By David Bernal
On July 25th, 2008
One of the more exciting (by which I mean soul-crushing, murderous-rage inducing) things about my job is getting to look at the terrible, terrible code that runs all sorts of different websites on the internet. Chances are, you wrote some of this terrible code; I know I did. It’s even possible that you still write such code. In case you do, go grab yourself a stiff drink (a strong vodka martini, or gin and tonic is recommended) and get comfortable, because I’m about to lay some edumacation on you.
Things You Should Never Do
First, I’m going to talk about some things I’ve come across that you should never, ever do. If you do these things and I ever have to work on your code, be prepared for the fury of ten-thousand burning suns to come crashing down around you, for I have warned you. Pay it forward by writing decent code, for one day you may find yourself having to maintain someone else’s heap of terrible code and woe, for you shall feel some tinge of guilt, having made other developers go through your new hell.
All of the snippets in this article were found in actual code being used in the wild. (And most of them come from a single, disastrous, amalgamation-of-fail file.)
Use the double dollar sign with register_globals
$Var_Name=$cust['id'];//this is a number, such as 5 $Var_Value=$$Var_Name;
Do you see what’s happening here? No? I didn’t either, until staring at it agape for about 10 minutes. As it turns out, there is a form that submits to this page with form fields like
<input name="5" ... />. Since register globals is on, this variable can be accessed as
$5. Accessing variables this way adds several levels of indirection to the code, makes it difficult to read, and difficult to debug. All this is aside from the obvious security issues associated with use of register globals. If you’re still on a server with register globals enabled, you need to get off. The security risks are too great and it’s time to bite the bullet and update your code to work without it.
Instead, access variables by using the superglobal arrays. It’s not any harder, and produces far more readable and more secure code.
Blind Database Queries: Queries Made Without Specified Field Names
Basically, this is when you do things like
SELECT * (bad without
E_NOTICE error reporting turned on) or
INSERT INTO schools VALUES(...) (bad always).
mysql_query("INSERT INTO schools VALUES( \"".$busid."\", \"\", \"".$busName."\", \"".$name."\", \"".$address."\", \"".$city."\", \"\", \"\", <snip> ".$bw." ) ");
There are actually so many problems with that snippet of code that my eyes are bleeding. Well, not so much bleeding, as leaking vitreous humor all over the place. BECAUSE THEY. EXPLODED. But the main thing I want to talk about is the lovely
VALUES part of the query.
The problem here is that the field each value is placed into is determined by the order in which it appears in the database. You’ll notice that there are several instances of
\"\" in that snippet. This is necessary when you write bad queries like this and find yourself wanting to write to a field that comes after a field or two you don’t want to write to. The
\"\" is a placeholder, leapfrogging those fields.

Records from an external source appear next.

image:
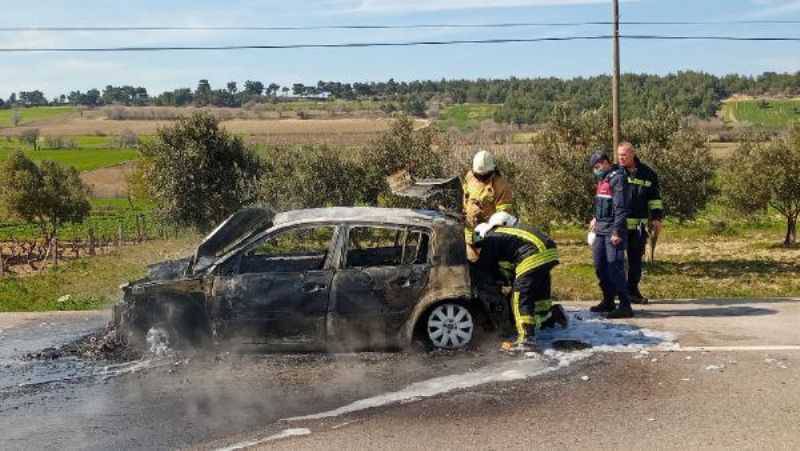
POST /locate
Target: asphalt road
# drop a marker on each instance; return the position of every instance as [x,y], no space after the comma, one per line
[730,383]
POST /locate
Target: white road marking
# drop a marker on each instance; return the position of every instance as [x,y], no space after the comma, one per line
[295,432]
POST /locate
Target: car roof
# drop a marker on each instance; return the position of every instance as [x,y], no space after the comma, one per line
[398,216]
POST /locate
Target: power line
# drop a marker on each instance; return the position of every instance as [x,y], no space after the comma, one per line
[394,27]
[399,44]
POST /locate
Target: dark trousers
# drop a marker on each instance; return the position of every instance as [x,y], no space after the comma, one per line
[609,265]
[531,302]
[637,245]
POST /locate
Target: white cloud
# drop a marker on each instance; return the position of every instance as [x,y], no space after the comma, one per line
[775,8]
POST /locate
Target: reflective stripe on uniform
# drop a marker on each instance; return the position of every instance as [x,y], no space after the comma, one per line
[536,260]
[520,320]
[525,235]
[508,208]
[469,235]
[634,223]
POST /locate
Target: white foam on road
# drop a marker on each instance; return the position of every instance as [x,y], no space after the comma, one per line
[295,432]
[602,335]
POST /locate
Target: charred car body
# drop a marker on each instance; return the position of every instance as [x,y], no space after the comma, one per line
[335,278]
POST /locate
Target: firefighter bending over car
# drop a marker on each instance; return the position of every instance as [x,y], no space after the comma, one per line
[526,256]
[486,192]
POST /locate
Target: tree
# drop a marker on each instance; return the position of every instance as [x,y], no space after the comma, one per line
[198,173]
[253,88]
[49,196]
[415,106]
[400,148]
[32,98]
[766,174]
[312,176]
[31,137]
[557,180]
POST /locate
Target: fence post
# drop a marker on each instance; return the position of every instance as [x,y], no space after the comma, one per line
[54,244]
[91,242]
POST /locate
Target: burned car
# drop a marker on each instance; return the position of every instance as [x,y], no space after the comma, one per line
[332,279]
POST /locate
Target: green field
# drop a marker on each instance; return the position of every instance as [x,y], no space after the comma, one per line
[34,114]
[771,113]
[80,159]
[107,216]
[91,152]
[467,116]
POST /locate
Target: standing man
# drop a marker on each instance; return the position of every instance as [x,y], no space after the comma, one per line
[611,212]
[530,255]
[647,212]
[486,193]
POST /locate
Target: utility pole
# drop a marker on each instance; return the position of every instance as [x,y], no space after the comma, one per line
[615,81]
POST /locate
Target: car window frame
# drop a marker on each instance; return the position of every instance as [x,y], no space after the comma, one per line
[406,231]
[330,257]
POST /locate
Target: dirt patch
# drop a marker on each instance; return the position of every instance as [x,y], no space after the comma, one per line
[82,127]
[110,182]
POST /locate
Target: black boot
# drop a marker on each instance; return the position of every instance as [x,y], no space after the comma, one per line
[636,296]
[606,306]
[558,317]
[622,312]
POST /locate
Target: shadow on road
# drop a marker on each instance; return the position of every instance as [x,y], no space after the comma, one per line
[718,312]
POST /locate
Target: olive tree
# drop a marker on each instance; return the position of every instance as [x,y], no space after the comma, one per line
[31,137]
[559,182]
[766,174]
[49,195]
[198,173]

It’s cryptic in that, to determine what this query is doing, you have to actually go into the database and start counting fields. And it’s brittle in that, if I insert a field into the table, everything explodes, as you have to rewrite all of your queries to reflect the presence of a new field or ensure that the new field is inserted at the end of the table. Completely stupid, that. There are smart ways to be a lazy programmer and idiotic ways. Guess which one this is.
If that weren’t enough, there are additional problems with the query: It’s unclear if the variables have been escaped to prevent an SQL injection attack. Using
sprintf may be preferable to string concatenation and make sure you use mysql_real_escape_string where appropriate. Finally, rumor on the street is that prepared statements can be cached with greater efficiency than on the fly query strings. But let’s stick to issue of unnamed fields.
You should always list the fields you are inserting in the query after the table name. I actually had the pleasure of rewriting this one, so I’ll just show it below:
mysql_query("INSERT INTO schools(id, busname, name, address, city, <snip> ) VALUES(...) ");
This makes the query far more readable, and if I want to add a field later on, I just add it to the field list. Oh, and though you may be attempted to try
INSERT INTO ... SELECT * FROM ... to simplify an insert, it ranks as a pretty straightforward “bad practice,” even though SQL allows you to insert into fields straight up like this without defining them. Don’t do it. You’re better than that. Those who have to navigate your code will thank you later.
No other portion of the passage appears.